Ben Is Dead was a Los Angeles–based zine published from 1988 through 1999. Its creator, Deborah "Darby" Romeo, got its name from a dream she had about her husband Ben, a Frenchman she divorced not long into the magazine's run. Romeo would later write that during the magazine's early days Ben found the title amusing, and would introduce himself to people as "Ben, from Ben is Dead."

==Beginnings==
The magazine began as a photocopied publication featuring interviews with punk and "alternative" rock bands of the era (including then up-and-comers as Ethyl Meatplow, Nirvana and Hole) alongside the confessional and often shocking writing of Romeo, editors Mikki Halpin and Kerin Morataya, and her many contributors (which included colorful personalities Vaginal Davis, Ron Athey and Lisa Crystal Carver). Starting with issue 10 ("Mother"), each issue had an overall theme ("Revenge," "Obsessions and Bad Habits," "Sex," etc.) which the zine's writers would explore in exhaustive detail, freely recounting their own suicide attempts, kinky sexual adventures, addictions or family horror stories. The zine gradually became much more slick-looking and featured interviews with mainstream acts as Tom Jones, "Weird Al" Yankovic and Duran Duran alongside underground notables like William S. Burroughs, Johnny Rotten and Anton LaVey. Eventually Ben Is Dead had a circulation in the tens of thousands and was being sold in Borders and Tower Records across the United States.

==Evolution==
As the zine continued, its tone became increasingly erratic as Romeo mixed the dark, confessional material with more light-hearted pop culture commentary, including articles about her fascination with Beverly Hills, 90210. Romeo's 90210 obsession eventually resulted in her and Morataya creating The I Hate Brenda Newsletter, a one-shot publication which was widely covered by the mainstream press. They also co-wrote the 1993 Pinnacle publication, The 'I Hate Brenda' Book and even formed their own band, Rump, which released a novelty compact disc entitled Hating Brenda.

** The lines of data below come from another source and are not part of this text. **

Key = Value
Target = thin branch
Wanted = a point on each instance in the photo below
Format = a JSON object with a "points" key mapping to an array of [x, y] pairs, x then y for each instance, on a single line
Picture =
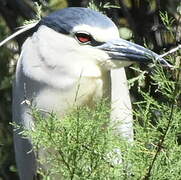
{"points": [[171, 51]]}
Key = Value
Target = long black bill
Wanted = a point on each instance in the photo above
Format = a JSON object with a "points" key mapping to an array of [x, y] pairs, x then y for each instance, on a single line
{"points": [[121, 49]]}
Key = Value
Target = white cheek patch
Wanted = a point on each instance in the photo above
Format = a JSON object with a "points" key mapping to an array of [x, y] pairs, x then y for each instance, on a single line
{"points": [[99, 34], [114, 64]]}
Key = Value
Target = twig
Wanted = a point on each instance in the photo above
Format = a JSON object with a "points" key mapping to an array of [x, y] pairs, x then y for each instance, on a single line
{"points": [[171, 51]]}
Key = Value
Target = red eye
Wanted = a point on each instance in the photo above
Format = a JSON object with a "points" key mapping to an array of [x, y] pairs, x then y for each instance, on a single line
{"points": [[83, 38]]}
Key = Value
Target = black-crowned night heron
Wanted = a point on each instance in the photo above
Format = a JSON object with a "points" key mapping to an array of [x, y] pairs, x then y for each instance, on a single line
{"points": [[73, 47]]}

In the mid to late 1990s, Romeo was often interviewed by the mainstream media, serving as a rather ambivalent spokesperson for the zine movement; she once joked that unless she found a way to make her zine pay off, she was soon going to be doing CNN interviews from a cardboard box. Romeo was constantly embroiled in feuds with other zinesters, and her last known publishing project was Socially Fucking Retarded, a 2000 one-shot zine chronicling the KillZine tour she went on with various other zinesters and the controversies along the way.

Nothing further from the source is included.